Indeed, up until 100 years ago, if we consider Western European fashion – from the well-heeled to the poorly-mealed, all designs featured floor length clothing for women, rising to the calf towards the end of 1920s, and taking another 40 years to rise to the height of hemline rebellion, the mini skirt, in the 1960s… Shorter hemlines is a very recent cultural phenomenon. It may be argued that while certain design elements may be politicised as way to galvanise support, fan outrage, speak against the ‘establishment’ or confirm it, there is another narrative that, while not as alluring, may speak closer to the truth of things… that sometimes cultural shifts are instinctively seized upon by savvy entrepreneurs, who simply sense a market opportunity – and position their product accordingly. After all, history has shown that brand loyalty is driven by brand likability where the ‘values of the brand construct’, if aligned with the buyer, drives big sales.
Perhaps an example of this cynicism is the feminist notion that hemlines are somehow tied to female empowerment, and emancipation, and to opt to ‘cover’ is maligned as oppression, and subjugation.
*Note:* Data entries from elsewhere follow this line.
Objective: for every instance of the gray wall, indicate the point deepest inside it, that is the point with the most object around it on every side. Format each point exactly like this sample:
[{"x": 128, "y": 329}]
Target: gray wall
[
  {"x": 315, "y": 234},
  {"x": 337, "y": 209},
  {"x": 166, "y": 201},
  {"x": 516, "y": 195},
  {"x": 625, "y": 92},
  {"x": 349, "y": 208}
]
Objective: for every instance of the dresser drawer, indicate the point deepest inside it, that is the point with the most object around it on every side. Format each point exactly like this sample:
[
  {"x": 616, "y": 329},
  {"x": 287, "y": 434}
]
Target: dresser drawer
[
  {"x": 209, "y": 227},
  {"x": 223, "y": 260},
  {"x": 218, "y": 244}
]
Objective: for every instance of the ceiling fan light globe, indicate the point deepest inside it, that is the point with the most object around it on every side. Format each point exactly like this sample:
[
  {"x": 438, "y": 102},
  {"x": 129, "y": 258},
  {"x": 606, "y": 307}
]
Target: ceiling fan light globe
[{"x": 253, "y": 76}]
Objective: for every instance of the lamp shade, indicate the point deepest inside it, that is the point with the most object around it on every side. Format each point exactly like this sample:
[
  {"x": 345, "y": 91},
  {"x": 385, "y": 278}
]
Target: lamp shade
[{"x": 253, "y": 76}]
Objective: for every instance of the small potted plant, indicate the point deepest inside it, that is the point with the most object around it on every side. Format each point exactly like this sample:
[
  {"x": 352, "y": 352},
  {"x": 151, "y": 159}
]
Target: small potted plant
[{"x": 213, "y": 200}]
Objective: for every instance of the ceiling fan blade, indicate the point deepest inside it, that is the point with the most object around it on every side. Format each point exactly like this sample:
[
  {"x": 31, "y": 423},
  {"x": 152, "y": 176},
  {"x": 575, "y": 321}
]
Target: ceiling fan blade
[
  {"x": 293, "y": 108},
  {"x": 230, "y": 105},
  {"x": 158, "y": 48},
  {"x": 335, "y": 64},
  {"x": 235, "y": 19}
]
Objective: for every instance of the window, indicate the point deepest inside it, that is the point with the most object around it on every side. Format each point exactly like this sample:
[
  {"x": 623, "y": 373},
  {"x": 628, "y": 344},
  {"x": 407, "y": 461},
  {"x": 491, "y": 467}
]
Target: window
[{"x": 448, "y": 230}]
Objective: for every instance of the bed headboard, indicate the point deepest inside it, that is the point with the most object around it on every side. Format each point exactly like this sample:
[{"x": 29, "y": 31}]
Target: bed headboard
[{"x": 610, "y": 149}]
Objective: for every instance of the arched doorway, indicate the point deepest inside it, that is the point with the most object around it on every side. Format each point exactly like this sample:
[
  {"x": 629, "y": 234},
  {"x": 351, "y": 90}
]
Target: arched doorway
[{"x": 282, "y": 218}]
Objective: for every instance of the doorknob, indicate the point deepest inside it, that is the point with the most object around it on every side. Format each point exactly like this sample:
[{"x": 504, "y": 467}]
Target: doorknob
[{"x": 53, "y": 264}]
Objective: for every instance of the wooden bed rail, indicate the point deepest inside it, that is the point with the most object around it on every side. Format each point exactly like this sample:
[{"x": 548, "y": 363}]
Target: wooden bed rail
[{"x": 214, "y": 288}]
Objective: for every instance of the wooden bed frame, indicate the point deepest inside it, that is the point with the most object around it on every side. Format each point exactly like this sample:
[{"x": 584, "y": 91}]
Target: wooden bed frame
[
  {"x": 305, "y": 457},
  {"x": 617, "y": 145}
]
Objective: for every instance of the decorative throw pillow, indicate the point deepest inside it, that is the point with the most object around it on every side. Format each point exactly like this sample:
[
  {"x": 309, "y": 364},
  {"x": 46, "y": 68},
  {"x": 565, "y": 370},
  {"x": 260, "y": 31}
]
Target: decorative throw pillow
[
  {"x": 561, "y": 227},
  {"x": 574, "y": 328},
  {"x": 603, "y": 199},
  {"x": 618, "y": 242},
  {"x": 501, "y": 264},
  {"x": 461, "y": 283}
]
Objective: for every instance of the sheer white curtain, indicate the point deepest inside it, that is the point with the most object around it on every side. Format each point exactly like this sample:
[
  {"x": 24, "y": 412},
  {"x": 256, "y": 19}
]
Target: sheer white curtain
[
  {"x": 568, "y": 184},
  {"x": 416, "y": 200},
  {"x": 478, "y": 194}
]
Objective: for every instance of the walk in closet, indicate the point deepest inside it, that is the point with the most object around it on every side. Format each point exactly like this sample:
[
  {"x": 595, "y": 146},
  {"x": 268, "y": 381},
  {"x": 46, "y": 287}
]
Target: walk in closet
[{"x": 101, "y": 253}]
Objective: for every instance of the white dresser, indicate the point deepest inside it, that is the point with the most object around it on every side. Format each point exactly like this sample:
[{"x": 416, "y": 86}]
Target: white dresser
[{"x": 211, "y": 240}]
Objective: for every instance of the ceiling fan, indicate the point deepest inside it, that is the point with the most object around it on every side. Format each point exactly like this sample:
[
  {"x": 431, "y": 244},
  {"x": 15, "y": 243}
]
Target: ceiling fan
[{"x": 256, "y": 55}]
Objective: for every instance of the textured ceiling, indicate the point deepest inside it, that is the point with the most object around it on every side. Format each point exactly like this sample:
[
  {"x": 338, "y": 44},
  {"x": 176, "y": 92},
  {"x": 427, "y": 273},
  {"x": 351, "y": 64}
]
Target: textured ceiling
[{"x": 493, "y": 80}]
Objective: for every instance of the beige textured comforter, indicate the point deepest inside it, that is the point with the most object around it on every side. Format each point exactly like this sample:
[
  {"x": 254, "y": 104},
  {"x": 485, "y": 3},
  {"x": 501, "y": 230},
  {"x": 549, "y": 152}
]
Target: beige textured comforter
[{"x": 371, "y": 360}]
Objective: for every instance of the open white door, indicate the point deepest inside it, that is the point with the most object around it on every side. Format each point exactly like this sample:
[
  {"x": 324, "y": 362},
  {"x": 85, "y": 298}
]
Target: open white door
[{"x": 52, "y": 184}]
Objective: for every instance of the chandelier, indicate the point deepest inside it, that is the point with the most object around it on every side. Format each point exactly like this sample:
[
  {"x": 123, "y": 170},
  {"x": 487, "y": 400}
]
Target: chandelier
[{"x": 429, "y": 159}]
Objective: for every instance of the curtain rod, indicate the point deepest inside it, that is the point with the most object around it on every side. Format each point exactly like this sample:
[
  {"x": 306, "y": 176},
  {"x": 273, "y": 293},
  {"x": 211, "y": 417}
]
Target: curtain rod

Where is the natural relationship between the length of the cuff to a cultural cuff? A semiotician worth his signs will affirm that there is none. It is constructed, and like all constructs, it can be deconstructed, and re-constructed again.
For Western sensibilities, the idea of the ‘Madonna Ciccone’ aesthetic, for example, as somehow being rebellious in all the fleshiness of her personal brand – perhaps is not so rebellious afterall, but rather, it’s a tired re-affirmation of the narratives we tell ourselves about female personal agency which has little resemblance to how things actually are.
If one was to truly rebel, wouldn’t it mean to go against social norms? Does this require the middle eastern person to derobe, and the westerner to clothe in a thobe? Or perhaps true emancipation is simply just the freedom to express yourself in a way that reflects one’s own sense of comfort, body shape and personal aesthetic.
This is why we find Alakeel’s work so exciting. His commitment to design excellence is simply just that. A commitment to design excellence. The rest of the narrative, is for the wearer to determine.
In thinking about Alakeel’s purist position on this subject, Poet Charles Bukowksi’s No Leaders comes to mind –
invent yourself and then reinvent yourself,
don’t slough in the slime.
invent yourself and then reinvent yourself,
stay out of the clutches of mediocrity and
invent yourself and then reinvent yourself,
change your tone and shape so that they can
but only on the terms that you have invented
it is you,
the history of its past
and the presence of its presentness.